Design a Distributed Counter System¶

Interview Time: 60 min | Difficulty: Medium
Key Focus: Atomic operations, eventual consistency, zero data loss

Step 1: Functional & Non-Functional Requirements¶

Functional Requirements¶

Increment counter (e.g., page views, event count, likes)
Decrement counter (where applicable)
Read current value
Get counter statistics (min, max, increments/sec)
Support counters for millions of entities (videos, posts, products)
Persistent storage (no loss on restart)
Idempotent operations (duplicate requests = single increment)
Partitioned counters (sharded by key for parallelism)

Non-Functional Requirements¶

Requirement	Target	Notes
Scale	1M increments/sec	Distributed counters
Latency	Increment <10ms, read <5ms	Very fast operations
Availability	99.99% uptime	No data loss
Consistency	Strong eventually	Reads lag <1 second
Durability	Zero loss (persist to DB)	Critical for correctness
Idempotency	Handle duplicate requests	Network retries safe

Step 2: API Design, Data Model & High-Level Design¶

Core API Endpoints¶

# Counter Operations
POST /counters/{counter_key}/increment
  {amount: 1, request_id: uuid}  // request_id for idempotency
  → {counter_value, success: true}

POST /counters/{counter_key}/decrement
  {amount: 1, request_id: uuid}
  → {counter_value, success: true}

GET /counters/{counter_key}
  → {counter_value, updated_at, sharded_count: N}

GET /counters/{counter_key}/stats
  → {total, increments_per_sec, lastUpdated}

# Batch Operations
POST /counters/batch-increment
  {increments: [{counter_key, amount}, ...]}
  → {results: [{counter_key, new_value}]}

Entity Data Model¶

COUNTERS (main table)
├─ counter_key (VARCHAR, PK, e.g., "video:123:views")
├─ total_count (BIGINT, sum of all shards)
├─ shard_count (INT, number of shards for this counter)
├─ updated_at (TIMESTAMP)
├─ created_at (TIMESTAMP)

COUNTER_SHARDS (one shard per partition)
├─ shard_key (VARCHAR + shard_id, PK, e.g., "video:123:views#1")
├─ counter_key (FK)
├─ shard_id (INT, 0 to N-1)
├─ shard_value (BIGINT, value for this shard)
├─ updated_at (TIMESTAMP)

IDEMPOTENT_REQUESTS (prevent duplicates)
├─ request_id (VARCHAR, PK, UUID)
├─ counter_key (FK)
├─ operation (increment, decrement)
├─ amount (INT)
├─ applied_at (TIMESTAMP)
├─ expires_at (TIMESTAMP + 24 hours)

High-Level Architecture¶

graph TB
    CLIENT["Client<br/>(video app)"]

    API["Counter API<br/>(increment, read)"]

    SHARD_ROUTER["Shard Router<br/>(consistent hash<br/>to shard)"]

    SHARD_LAYERS["Shard Layers<br/>(local counters<br/>per shard)"]

    REDIS["Redis<br/>(cache, buffering<br/>before DB flush)"]

    DB["PostgreSQL<br/>(durable storage)"]

    AGGREGATOR["Aggregator Job<br/>(sum shards,<br/>update total)<br/>runs every 1 min"]

    CLIENT --> API

    API --> SHARD_ROUTER
    SHARD_ROUTER --> REDIS
    REDIS --> SHARD_LAYERS

    SHARD_LAYERS --> DB

    AGGREGATOR --> DB

Step 3: Concurrency, Consistency & Scalability¶

🔴 Problem: Counter Contention Under Load¶

Scenario: 1M requests/sec all incrementing counter for same video.

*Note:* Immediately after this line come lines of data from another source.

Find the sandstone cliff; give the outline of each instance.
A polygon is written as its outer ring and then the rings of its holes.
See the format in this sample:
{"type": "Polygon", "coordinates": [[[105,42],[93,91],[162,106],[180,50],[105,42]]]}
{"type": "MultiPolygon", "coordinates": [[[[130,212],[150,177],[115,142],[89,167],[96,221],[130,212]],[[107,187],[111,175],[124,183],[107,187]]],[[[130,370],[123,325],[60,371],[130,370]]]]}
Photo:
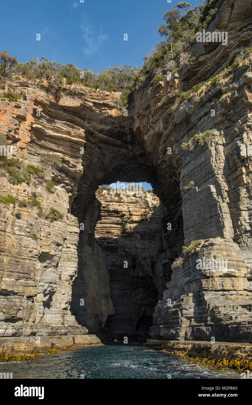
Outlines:
{"type": "Polygon", "coordinates": [[[12,184],[13,173],[0,173],[1,196],[17,201],[1,205],[1,345],[7,337],[84,343],[88,330],[144,336],[153,311],[153,338],[251,341],[252,168],[242,151],[252,143],[251,3],[220,2],[208,29],[227,32],[228,44],[195,43],[178,71],[135,92],[128,117],[116,94],[73,85],[75,96],[56,100],[13,78],[26,100],[0,102],[0,133],[22,167],[44,177],[12,184]],[[204,133],[205,142],[181,147],[204,133]],[[44,153],[62,166],[43,164],[44,153]],[[100,184],[119,179],[151,182],[160,207],[149,195],[148,209],[129,196],[96,198],[100,184]],[[199,239],[200,249],[172,269],[199,239]],[[203,257],[228,267],[198,269],[203,257]]]}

Single counter row becomes bottleneck. DB locks, latency explodes!

Solution: Sharded Counters (Partitioning)

Sharded Counter Architecture:

1. Split into N shards (reduce contention):
   counter_key = "video:123:views"
   shard_count = 10  -- 10 shards

   Physical shards stored:
   ├─ video:123:views#0 = 50000
   ├─ video:123:views#1 = 49500
   ├─ video:123:views#2 = 51000
   ├─ ...
   └─ video:123:views#9 = 48500

   Total = 50000 + 49500 + 51000 + ... = 500M views

2. Route increment to shard:
   request_hash = hash(request_id) % shard_count
   → Route to shard_0, shard_5, shard_3, ... (distributed)

   Each shard gets ~1M / 10 = 100K req/sec (manageable)

3. Increment atomically:
   shard_id = hash(request_id) % shard_count

   UPDATE counter_shards 
   SET shard_value = shard_value + 1
   WHERE shard_key = '{counter_key}#{shard_id}'

   Result:
   - 10 different rows being updated
   - Lock contention reduced 10×
   - Latency: ~5ms (vs 100ms with single row)

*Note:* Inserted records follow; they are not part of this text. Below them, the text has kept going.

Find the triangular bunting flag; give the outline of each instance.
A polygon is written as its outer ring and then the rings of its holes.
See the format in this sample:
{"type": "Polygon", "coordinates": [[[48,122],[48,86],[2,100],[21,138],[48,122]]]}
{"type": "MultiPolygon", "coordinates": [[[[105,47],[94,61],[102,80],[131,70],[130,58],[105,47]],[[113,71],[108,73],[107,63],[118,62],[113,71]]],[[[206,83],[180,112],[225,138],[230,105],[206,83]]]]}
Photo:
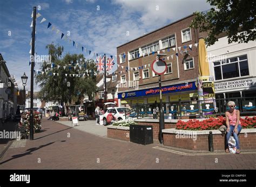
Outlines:
{"type": "Polygon", "coordinates": [[[191,50],[192,50],[192,44],[190,44],[190,45],[188,45],[189,46],[189,48],[191,50]]]}
{"type": "Polygon", "coordinates": [[[40,23],[42,23],[43,22],[45,21],[46,20],[46,19],[45,18],[43,18],[43,19],[42,19],[41,21],[40,21],[40,23]]]}
{"type": "Polygon", "coordinates": [[[40,13],[37,13],[37,15],[36,15],[36,18],[38,18],[41,16],[42,15],[40,14],[40,13]]]}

4. Read total (aggregation):
   SELECT SUM(shard_value) 
   FROM counter_shards 
   WHERE counter_key = 'video:123:views'

   Adds latency: 10ms for SELECT + SUM
   → Cache this, update every 1 minute

🟡 Problem: Duplicate Requests (Network Retries)¶

Scenario: Client increments counter, gets timeout. Retries. Counter incremented twice!

Solution: Idempotent Operations via Request ID

Idempotent Increment:

1. Client sends:
   POST /counters/video:123/increment
   {
     amount: 1,
     request_id: "550e8400-e29b-41d4-a716-446655440000"  -- UUID, unique per request
   }

2. Server deduplicates:
   -- Check if request already processed
   existing = SELECT * FROM idempotent_requests 
             WHERE request_id = '550e8400...'

   IF existing:
     RETURN {counter_value: existing.counter_value, duplicate: true}
   ELSE:
     -- Process new request
     UPDATE counter_shards SET shard_value += 1 WHERE ...

     -- Mark as processed
     INSERT INTO idempotent_requests (
       request_id, counter_key, amount, applied_at
     ) VALUES ('550e8400...', 'video:123:views', 1, now())

     RETURN {counter_value: new_value, duplicate: false}

3. Cleanup (after 24 hours):
   Background job:
   DELETE FROM idempotent_requests 
   WHERE expires_at < now()  -- auto-expire after 1 day

   Result: Old request IDs recycled

🔷 Problem: Consistency Between Cache and Database¶

Scenario: Counter cached as 100 in Redis. DB has 100. User increments 10 times. Cache says 110, DB says 100. Lag!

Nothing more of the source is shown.